Department of Computer Science, School of Information Science and Engineering, Central South University, Changsha 410083, China.
IEEE/ACM Trans Comput Biol Bioinform. 2011 May-Jun;8(3):607-20. doi: 10.1109/TCBB.2010.75.
As advances in the technologies of predicting protein interactions, huge data sets portrayed as networks have been available. Identification of functional modules from such networks is crucial for understanding principles of cellular organization and functions. However, protein interaction data produced by high-throughput experiments are generally associated with high false positives, which makes it difficult to identify functional modules accurately. In this paper, we propose a fast hierarchical clustering algorithm HC-PIN based on the local metric of edge clustering value which can be used both in the unweighted network and in the weighted network. The proposed algorithm HC-PIN is applied to the yeast protein interaction network, and the identified modules are validated by all the three types of Gene Ontology (GO) Terms: Biological Process, Molecular Function, and Cellular Component. The experimental results show that HC-PIN is not only robust to false positives, but also can discover the functional modules with low density. The identified modules are statistically significant in terms of three types of GO annotations. Moreover, HC-PIN can uncover the hierarchical organization of functional modules with the variation of its parameter's value, which is approximatively corresponding to the hierarchical structure of GO annotations. Compared to other previous competing algorithms, our algorithm HC-PIN is faster and more accurate.
随着预测蛋白质相互作用技术的进步,大量以网络形式呈现的数据集已经可用。从这些网络中识别功能模块对于理解细胞组织和功能的原理至关重要。
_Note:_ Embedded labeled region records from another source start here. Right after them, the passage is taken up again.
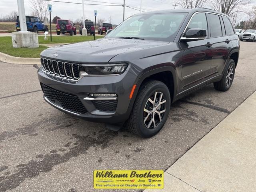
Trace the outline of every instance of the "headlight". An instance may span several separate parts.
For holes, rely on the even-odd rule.
[[[82,65],[89,75],[110,75],[123,73],[128,64],[125,63],[109,65]]]

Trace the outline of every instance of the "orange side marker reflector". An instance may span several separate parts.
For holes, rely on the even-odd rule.
[[[135,88],[136,88],[136,85],[134,85],[132,87],[132,91],[131,91],[131,93],[130,94],[130,99],[131,99],[132,97],[132,95],[133,94],[133,92],[134,92],[134,90]]]

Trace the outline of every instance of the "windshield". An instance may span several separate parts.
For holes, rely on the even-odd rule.
[[[255,30],[247,30],[245,31],[245,32],[247,32],[248,33],[255,33]]]
[[[106,37],[134,37],[173,41],[186,13],[152,14],[132,16],[114,29]]]
[[[58,20],[57,24],[60,24],[61,23],[64,23],[65,25],[68,25],[68,20]]]
[[[104,23],[102,24],[102,27],[112,27],[112,25],[109,23]]]

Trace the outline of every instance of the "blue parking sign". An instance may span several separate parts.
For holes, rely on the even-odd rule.
[[[48,11],[49,12],[52,11],[52,6],[50,4],[48,4]]]

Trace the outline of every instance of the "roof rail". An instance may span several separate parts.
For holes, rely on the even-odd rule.
[[[212,11],[216,11],[216,10],[214,10],[214,9],[210,9],[209,8],[206,8],[205,7],[196,7],[196,8],[198,8],[198,9],[208,9],[209,10],[212,10]]]

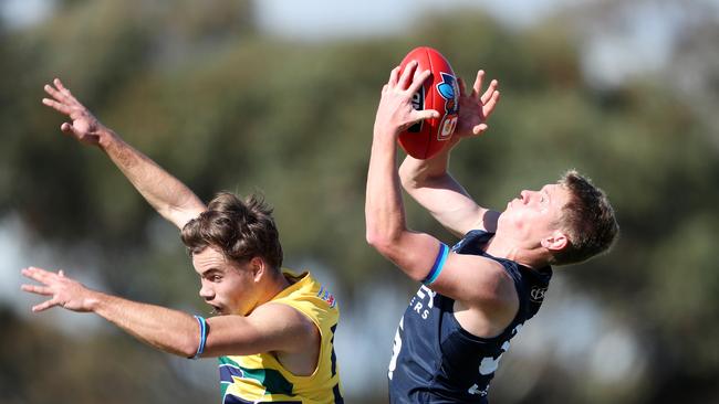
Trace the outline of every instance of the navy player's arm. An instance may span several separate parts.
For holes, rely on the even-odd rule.
[[[494,232],[499,213],[478,205],[467,191],[448,172],[451,150],[467,137],[487,130],[486,124],[499,102],[499,83],[491,81],[480,96],[484,72],[477,73],[472,92],[467,94],[465,82],[459,79],[459,121],[449,143],[437,156],[419,160],[407,156],[399,168],[402,184],[407,193],[447,230],[458,236],[480,228]]]
[[[460,300],[472,309],[504,319],[517,307],[512,280],[500,264],[478,256],[449,253],[444,266],[442,245],[429,234],[410,231],[405,221],[399,176],[397,173],[397,136],[409,125],[436,111],[414,110],[411,95],[427,78],[421,72],[413,79],[416,64],[399,75],[393,70],[382,91],[377,108],[365,200],[366,238],[379,254],[392,261],[415,280],[425,280],[433,269],[442,269],[433,289]],[[438,266],[442,266],[438,268]]]

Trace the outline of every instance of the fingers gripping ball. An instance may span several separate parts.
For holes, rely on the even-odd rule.
[[[437,50],[420,46],[411,50],[400,63],[417,61],[417,72],[430,71],[430,76],[415,94],[415,109],[435,109],[439,118],[421,120],[399,134],[399,146],[416,159],[428,159],[447,145],[457,128],[459,116],[459,86],[449,62]]]

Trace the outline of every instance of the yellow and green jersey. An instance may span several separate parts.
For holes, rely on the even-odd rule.
[[[293,307],[320,330],[320,358],[314,373],[298,376],[285,370],[272,353],[220,357],[223,404],[296,403],[342,404],[340,374],[334,353],[334,331],[340,309],[334,296],[309,273],[284,275],[294,284],[271,301]]]

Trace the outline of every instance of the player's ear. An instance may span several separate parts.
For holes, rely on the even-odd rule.
[[[260,280],[265,269],[267,263],[264,259],[260,257],[252,257],[252,259],[250,259],[250,270],[252,272],[252,278],[254,278],[256,281]]]
[[[541,244],[542,247],[549,251],[558,252],[564,249],[570,244],[570,241],[566,237],[566,234],[555,230],[552,234],[542,238]]]

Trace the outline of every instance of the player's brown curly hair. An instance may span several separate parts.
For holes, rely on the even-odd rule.
[[[619,225],[604,191],[575,170],[565,172],[558,183],[570,191],[570,201],[562,208],[559,223],[567,233],[569,246],[555,253],[550,264],[581,263],[608,251]]]
[[[218,193],[205,212],[187,222],[181,238],[190,255],[211,246],[238,263],[259,256],[274,269],[282,266],[272,209],[256,194],[242,201],[229,192]]]

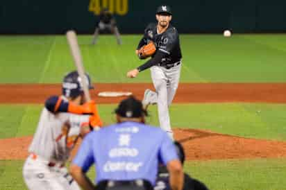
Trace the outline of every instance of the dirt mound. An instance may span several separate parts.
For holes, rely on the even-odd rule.
[[[174,133],[185,148],[187,160],[286,157],[286,142],[194,129],[175,129]],[[24,159],[31,140],[31,137],[0,139],[0,160]]]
然而,高通量实验产生的蛋白质相互作用数据通常伴随着高假阳性率,这使得准确识别功能模块变得困难。在本文中,我们提出了一种基于边聚类值局部度量的快速层次聚类算法 HC-PIN,该算法可用于无权重网络和权重网络。所提出的算法 HC-PIN 应用于酵母蛋白质相互作用网络,通过三种类型的基因本体 (GO) 术语(生物过程、分子功能和细胞成分)对识别出的模块进行验证。实验结果表明,HC-PIN 不仅对假阳性具有鲁棒性,而且可以发现具有低密度的功能模块。所识别的模块在三种 GO 注释方面具有统计学意义。此外,HC-PIN 可以随着其参数值的变化揭示功能模块的层次组织,这与 GO 注释的层次结构大致对应。与其他先前的竞争算法相比,我们的算法 HC-PIN 更快、更准确。